I'm doing a course in college, where one of the labs is to perform buffer overflow exploits on code they give us. This ranges from simple exploits like changing the return address for a function on a stack to return to a different function, all the way up to code that changes a programs register/memory state but then returns to the function that you called, meaning that the function you called is completely oblivious to the exploit.

I did some research into this, and these kinds of exploits are used pretty much everywhere even now, in things like running homebrew on the Wii, and the untethered jailbreak for iOS 4.3.1

My question is why is this problem so difficult to fix? It's obvious this is one major exploit used to hack hundreds of things, but seems like it would be pretty easy to fix by simply
truncating any input past the allowed length, and simply sanitizing all input that you take.

EDIT: Another perspective that I'd like answers to consider – why do the creators of C not fix these issues by reimplementing the libraries?

Best Answer

They did fix the libraries.

Any modern C standard library contains safer variants of strcpy, strcat, sprintf, and so on.

On C99 systems - which is most Unixes - you will find these with names like strncat and snprintf, the "n" indicating that it takes an argument that's the size of a buffer or a maximum number of elements to copy.

These functions can be used to handle many operations more securely, but in retrospect their usability is not great.
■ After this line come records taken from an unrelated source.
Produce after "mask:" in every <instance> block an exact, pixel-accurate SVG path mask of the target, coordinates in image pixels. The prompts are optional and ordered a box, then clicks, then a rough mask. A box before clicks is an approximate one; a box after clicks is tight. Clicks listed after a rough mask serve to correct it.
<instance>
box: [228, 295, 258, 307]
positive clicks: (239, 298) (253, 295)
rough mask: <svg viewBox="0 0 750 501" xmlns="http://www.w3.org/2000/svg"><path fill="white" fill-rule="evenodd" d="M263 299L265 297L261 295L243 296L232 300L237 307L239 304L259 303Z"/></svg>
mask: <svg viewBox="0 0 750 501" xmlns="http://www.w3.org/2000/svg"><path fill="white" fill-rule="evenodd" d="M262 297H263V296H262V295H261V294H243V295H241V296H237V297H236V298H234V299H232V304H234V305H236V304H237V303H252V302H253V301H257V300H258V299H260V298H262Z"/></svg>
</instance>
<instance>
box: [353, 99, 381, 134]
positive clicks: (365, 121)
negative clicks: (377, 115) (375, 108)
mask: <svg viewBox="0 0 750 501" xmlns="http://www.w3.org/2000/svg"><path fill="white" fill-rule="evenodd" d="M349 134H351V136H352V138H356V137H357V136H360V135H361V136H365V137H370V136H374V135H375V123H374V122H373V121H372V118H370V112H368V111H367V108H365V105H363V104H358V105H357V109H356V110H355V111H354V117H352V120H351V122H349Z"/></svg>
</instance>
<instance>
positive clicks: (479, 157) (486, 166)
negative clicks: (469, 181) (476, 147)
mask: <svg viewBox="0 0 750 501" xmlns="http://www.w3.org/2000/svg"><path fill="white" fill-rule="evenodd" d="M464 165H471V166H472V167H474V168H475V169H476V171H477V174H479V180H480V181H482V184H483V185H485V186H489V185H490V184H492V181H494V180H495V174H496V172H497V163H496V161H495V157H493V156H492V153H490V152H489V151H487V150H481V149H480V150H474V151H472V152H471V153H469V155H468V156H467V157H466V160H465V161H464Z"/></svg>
For example some snprintf implementations don't guarantee the buffer is null-terminated. strncat takes a number of elements to copy, but many people mistakenly pass the size of the dest buffer.

On Windows, one often finds the strcat_s, sprintf_s, the "_s" suffix indicating "safe". These too have found their way into the C standard library in C11, and provide more control over what happens in the event of an overflow (truncation vs. assert for example).

Many vendors provide even more non-standard alternatives like asprintf in the GNU libc, which will allocate a buffer of the appropriate size automatically.

The idea that you can "just fix C" is a misunderstanding. Fixing C is not the problem - and has already been done. The problem is fixing decades of C code written by ignorant, tired, or hurried programmers, or code that has been ported from contexts where security didn't matter to contexts where security does. No changes to the standard library can fix this code, although migration to newer compilers and standard libraries can often help identify the problems automatically.